Hoping to take Freed peacefully, McGee made up a story to try to gain access to the house. At first Freed balked, but then he glanced over McGee's shoulder and suddenly recoiled, his eyes wide with horror.
Before McGee could turn around, something huge shoved him out of the way and charged into the front hall. It was a hulking, black-skinned monster, its face consumed by a howling, toothless mouth, its arms ending in ragged stumps with chipped and rusty machete blades protruding from the torn, raw meat. Though its appearance suggested some variety of spectre, the thing was solid it had knocked McGee aside like a toy, and seemed bent on attacking Freed.
Agent MacMillian morphosed herself into a solid barrier, interposing herself between the creature and its target. Agent Morrisson likewise transformed himself, taking a grotesque form of his own imagination and facing off against the machete-handed beast.
Agent McGee, recovering quickly, drew his pistol and unloaded several rounds of ghost-shot ammunition into the creature's back. The creature slumped and began to shrink. Its features changed and in a few moments Doug Sands was kneeling in the front hall of the house, ectoplasm pouring from the holes in his spirit-form. Suddenly, his silver cord jerked taut and whisked him away.
Quickly the Agents bundled Freed into their van and rushed him back to Headquarters. Deep-puppeteering memory scans revealed Freed to be little more than a simple-minded sociopath who had lived most of his adult life in seclusion, satisfying his darker urges by capturing and poisoning the occasional stray dog. Several months ago he began receiving visititations from ghosts. They gave hiim instructions, told him what chemicals and equipment to order and how to assemble it. He received the pigment shipment in the mail and cut it with rat poison in his kitchen, then gave it to the young men who came to retrieve it. He never questioned his spirit visitors. He knew nothing of Bishop, or NextWorld, or Terrel & Squib Pharmaceuticals. He considered the poisoning his greatest "work," and believed that angels had inspired him to do it. He was the perfect stooge.

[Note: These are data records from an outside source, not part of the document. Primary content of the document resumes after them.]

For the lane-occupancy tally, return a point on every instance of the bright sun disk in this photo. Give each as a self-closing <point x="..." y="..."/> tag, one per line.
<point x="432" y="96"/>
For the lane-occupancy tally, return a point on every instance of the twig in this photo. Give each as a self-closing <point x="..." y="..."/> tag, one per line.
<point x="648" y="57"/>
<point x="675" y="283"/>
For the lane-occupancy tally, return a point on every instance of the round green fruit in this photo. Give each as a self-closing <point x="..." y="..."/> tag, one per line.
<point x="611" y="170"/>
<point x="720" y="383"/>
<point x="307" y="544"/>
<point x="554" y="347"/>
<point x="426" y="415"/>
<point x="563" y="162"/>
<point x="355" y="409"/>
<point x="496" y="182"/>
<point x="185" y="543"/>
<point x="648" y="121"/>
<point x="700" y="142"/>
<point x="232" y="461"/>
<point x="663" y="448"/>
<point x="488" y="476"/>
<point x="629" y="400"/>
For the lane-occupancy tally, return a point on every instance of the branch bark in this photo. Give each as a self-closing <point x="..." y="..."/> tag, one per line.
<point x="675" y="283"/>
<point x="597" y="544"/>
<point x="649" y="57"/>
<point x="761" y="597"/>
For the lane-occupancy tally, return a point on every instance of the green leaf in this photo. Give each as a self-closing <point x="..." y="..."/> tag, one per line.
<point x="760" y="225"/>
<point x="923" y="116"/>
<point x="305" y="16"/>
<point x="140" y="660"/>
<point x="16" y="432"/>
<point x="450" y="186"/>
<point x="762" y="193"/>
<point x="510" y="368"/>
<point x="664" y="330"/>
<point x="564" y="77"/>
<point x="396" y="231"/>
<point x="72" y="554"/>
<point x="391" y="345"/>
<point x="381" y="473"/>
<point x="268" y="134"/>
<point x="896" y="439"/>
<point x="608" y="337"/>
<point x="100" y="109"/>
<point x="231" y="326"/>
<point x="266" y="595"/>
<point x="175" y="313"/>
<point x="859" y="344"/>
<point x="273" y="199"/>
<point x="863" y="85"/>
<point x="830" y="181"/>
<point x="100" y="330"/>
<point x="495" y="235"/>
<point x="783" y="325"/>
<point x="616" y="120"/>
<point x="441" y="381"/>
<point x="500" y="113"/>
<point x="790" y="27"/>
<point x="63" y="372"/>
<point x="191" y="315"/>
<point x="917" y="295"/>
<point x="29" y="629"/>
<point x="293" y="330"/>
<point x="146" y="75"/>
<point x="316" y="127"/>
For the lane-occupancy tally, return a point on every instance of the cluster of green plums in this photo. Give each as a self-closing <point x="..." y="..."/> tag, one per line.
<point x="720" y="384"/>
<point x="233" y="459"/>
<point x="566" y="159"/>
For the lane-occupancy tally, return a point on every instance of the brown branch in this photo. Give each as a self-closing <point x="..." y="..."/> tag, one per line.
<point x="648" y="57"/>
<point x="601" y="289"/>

The only clues were found after a thorough search of Freed's house by Agents Lane and Morrisson. Lane found several wax-paper food wrappers, apparently used as packing material, bearing the logo of Farther Shores Amusement Park. Morrisson, meanwhile, discovered a pamphlet for the Church of the Children of the Embracing Mother on Freed's nightstand.
Upon learning of Doug Sands' involvement, Walter Hanley had rushed to his house and found him, unconscious and hemorrhaging badly where his spirit form had been shot. Sands was rushed back to Headquarters and put in critical care in the infirmary, under Dr. Neel Shivani's observation.
The nature and cause of Sands' transformation is not yet known.